I believe we can provide jobs for the jobless, homes to the homeless, and reclaim young people in cities across America from violence and despair.
I believe that we have a righteous wind at our backs, and that as we stand on the crossroads of history, we can make the right choices and meet the challenges that face us.
America, tonight, if you feel the same energy that I do, if you feel the same urgency that I do, if you feel the same passion that I do, if you feel the same hopefulness that I do, if we do what we must do, then I have no doubt that all across the country, from Florida to Oregon, from Washington to Maine, the people will rise up in November.... And this country will reclaim it's promise. And out of this long political darkness a brighter day will come.
Barak Obama
Keynote Address
2004 Democratic Convention
Transcript in the Washington Post
(edits mine)
I can, and I will, vote for that. Anyone, if they can find a way to be honest with themselves standing in the polling booth, could find themselves voting for that. It's the other shoe, and one of these days, it needs to drop. Let us hope it is soon, but be prepared to struggle for it until the day we die.
Drop that shoe, fellow citizen. Recognize help when you see it and don't spit in its eye. Give help when you can and do not turn away, even when those you seek to help spit in your eye. Labor in the vineyards of truth believing that most other citizens are there beside you and we all are working toward the same day for our nation, our children and ourselves. Give idealism a chance.

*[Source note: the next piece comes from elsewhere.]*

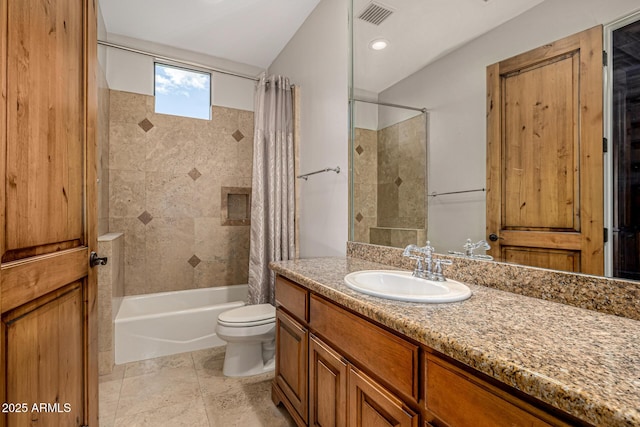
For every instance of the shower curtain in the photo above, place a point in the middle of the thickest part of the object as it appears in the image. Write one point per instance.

It's the only political philosophy before us with any future in it. In the end, in the polling booth, and in our own dark night of the soul, it's the best thing to vote for and live out each and every day.

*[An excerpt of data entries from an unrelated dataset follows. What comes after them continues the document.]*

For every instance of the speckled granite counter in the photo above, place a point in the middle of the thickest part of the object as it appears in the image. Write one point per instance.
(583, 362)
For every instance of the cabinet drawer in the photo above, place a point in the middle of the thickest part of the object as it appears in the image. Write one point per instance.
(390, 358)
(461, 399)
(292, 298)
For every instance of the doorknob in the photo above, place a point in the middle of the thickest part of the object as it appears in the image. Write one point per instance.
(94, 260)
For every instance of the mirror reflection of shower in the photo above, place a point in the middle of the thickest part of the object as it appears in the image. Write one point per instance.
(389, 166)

Set yourself free. Set the rest of us free. Vote for the dream that is the essence of America and act as if the Constitution means something in your civic life. See the true public servants around you. Be of service to the public of which you are one citizen empowered by the freedom of every other.

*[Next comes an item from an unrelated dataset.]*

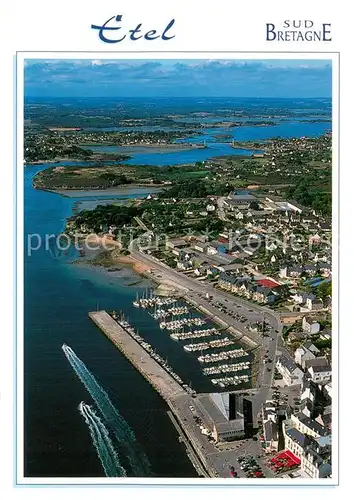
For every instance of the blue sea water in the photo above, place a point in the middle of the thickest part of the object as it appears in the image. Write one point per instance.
(58, 296)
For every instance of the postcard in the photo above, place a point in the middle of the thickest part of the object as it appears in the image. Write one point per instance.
(176, 182)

From this attitude all American dreams spring. By this attitude we can assure the dream that is America lives on for our progeny. Without it, we are just pawns in a game of power that politicians play, and we might as well get while the gettin's good. Without it, we are already dying as a nation and our power will diminish in proportion to our inability to remember what it is we dreamed of.
Re-member what is sundered. Regain what is lost. A citizen who introduced himself on the national stage as a skinny kid with a funny name is doing his best to show us the way. With all the trappings of power now surrounding him, he is powerless without We The People. So it has been, and so it will be decided. One vote, one act of service and one soul at a time.
Because, Reverend Wright, that's what politicians ultimately answer to. Not a single entity, but a whole people. That that to which preachers and politicians answer are looking to the same ends may well be. But even if we don't believe in one, we all are part of the other. Serving the one does not absolve us of the obligation to serve each other. In any future in which all of us can better realize our own dreams, we will be the ones to make it real or it will not become real for any of us.
Whomever preachers answer to will not, cannot, live our future or make those choices for us. Politicians, however flawed they may be, work for Us. They are tested in the same crucible that tests us all. They are one of Us. Whomever else politicians may serve in private, it is through them that We can balance the forces of Our own history. And that can be a vocation as worthy as any other if, in the end, it holds back the tide of tyranny for future generations. You may not think any salvation lies in that work, but give that skinny kid, now President, his due. You at least owe him, and politicians who honor public service (and all of Us who need them) that much respect.
It is in the small salvations we can accord each other that the freedom to seek grander salvations abides. Denying the power of the small salvations like those of which Steinbeck wrote drives despairing fellow citizens into the arms of the regressivists. In the communion of our civic faith in each other, that is bitter wine indeed.